Окно флигеля было открыто. Вельтман пил кефир, Нечипоренко — джин с тоником.
— Это ты начитался, — убежденно говорил он. — Стали, знаешь ли, появляться в прессе всякие продукты журналистских ноу хау расследований. Например: у Маяковского якобы в его мастерской, то есть в комнате, в коммуналке, имелся тупичок с занавескою, аппендикс типа «тещиной комнаты» в хрущобе, и некто в «тещиной комнате», за занавеской прятавшийся, из-за занавески вышел, дал призванному революцией ассенизатору и водовозу по кумполу, а потом из его собственного пистолета в него и выстрелил.
— Интересно, что Есенин умер в гостинице.

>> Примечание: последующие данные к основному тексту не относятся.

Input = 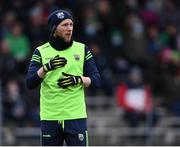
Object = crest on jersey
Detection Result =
[56,12,64,19]
[74,54,80,61]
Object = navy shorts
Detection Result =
[41,118,88,146]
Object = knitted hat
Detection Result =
[48,10,73,32]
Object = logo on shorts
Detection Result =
[78,134,84,141]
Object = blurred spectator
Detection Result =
[0,39,18,85]
[89,42,113,96]
[3,80,27,125]
[5,23,30,73]
[116,67,156,127]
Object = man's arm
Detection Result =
[81,46,101,87]
[26,49,45,89]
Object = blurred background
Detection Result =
[0,0,180,146]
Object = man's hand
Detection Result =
[43,55,67,72]
[57,72,82,88]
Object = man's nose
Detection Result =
[67,25,73,31]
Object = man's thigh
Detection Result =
[41,121,64,146]
[64,119,88,146]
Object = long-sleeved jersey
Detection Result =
[26,46,100,89]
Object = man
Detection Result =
[26,10,100,146]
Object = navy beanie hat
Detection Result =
[48,10,73,32]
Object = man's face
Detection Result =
[54,19,73,42]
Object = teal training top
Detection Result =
[37,41,87,120]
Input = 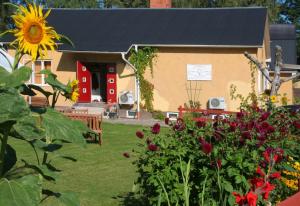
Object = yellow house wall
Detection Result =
[137,48,257,111]
[8,45,292,111]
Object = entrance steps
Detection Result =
[72,102,107,114]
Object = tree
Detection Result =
[0,0,9,33]
[214,0,280,22]
[280,0,300,62]
[41,0,99,8]
[172,0,215,8]
[105,0,149,8]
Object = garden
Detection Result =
[0,4,300,206]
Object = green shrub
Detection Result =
[134,104,300,205]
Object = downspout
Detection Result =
[121,49,140,119]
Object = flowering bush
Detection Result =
[130,104,300,205]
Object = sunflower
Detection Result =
[10,4,60,60]
[270,95,277,103]
[69,80,79,102]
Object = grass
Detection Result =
[10,123,149,206]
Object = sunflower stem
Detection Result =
[0,131,8,177]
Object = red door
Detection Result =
[106,64,117,103]
[77,61,91,103]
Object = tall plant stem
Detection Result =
[0,132,8,177]
[30,143,40,165]
[51,91,57,108]
[42,152,48,165]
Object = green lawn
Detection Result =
[10,123,146,206]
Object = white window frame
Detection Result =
[25,59,52,86]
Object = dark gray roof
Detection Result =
[270,24,296,40]
[48,8,267,52]
[0,7,267,52]
[270,24,297,69]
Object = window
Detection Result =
[29,60,51,85]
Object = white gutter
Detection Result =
[121,50,140,119]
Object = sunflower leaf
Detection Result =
[27,84,53,98]
[42,108,86,146]
[0,88,30,124]
[60,34,75,48]
[0,66,32,88]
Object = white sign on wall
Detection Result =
[187,64,212,80]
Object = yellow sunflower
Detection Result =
[70,80,79,102]
[10,4,60,60]
[270,95,277,103]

— Ничего интересного тут нет. И Олег Даль умер в гостинице. Один советский поэт даже писал: «Боюсь гостиниц, ужасом объят» и так далее, мол, когда-нибудь и он обретет в советской гостинице вечный покой. Любимый сюжет детективщиков — смерть в гостинице. Ключи от номеров казенные, одинаковые. Ходит кто ни попадя. Парадный ход, черный ход. Кстати, был ли в квартире академика Петрова черный ход?
— Вообще-то, я про Есенина и вправду читал, — сказал задумчиво Вельтман. — Что его убили, а потом мертвого повесили. Он ведь вроде бы и впрямь в Финляндию собирался удрать по льду залива пешедралом, как Шкловский, льда ждал, прибыв в «Англетер», а стояла оттепель.
— Может, вещий сон и приснился. Удирал, догнали, повесили, обратно привезли и так далее.
— И все это за одну ночь?
— Зачем за одну? За сутки. Кто сказал, что его в комнате у знакомых накануне видели? Сидел, низко голову наклоня, лица не видали, то ли пьян был, то ли под кайфом. Кстати, и порешить могли, чтобы про любителей наркотиков из правительственно-чекашных рядов не сболтнул. Двойник сидел, его специально людям предъявляли. Что сомневаетесь так? Вся советская жизнь — сплошной детектив. Потому и соцреализм благостный придумали, этакую индустриально-пейзанскую идиллию с уклоном в фантастику: дифферент выбирали. Господи, что это?!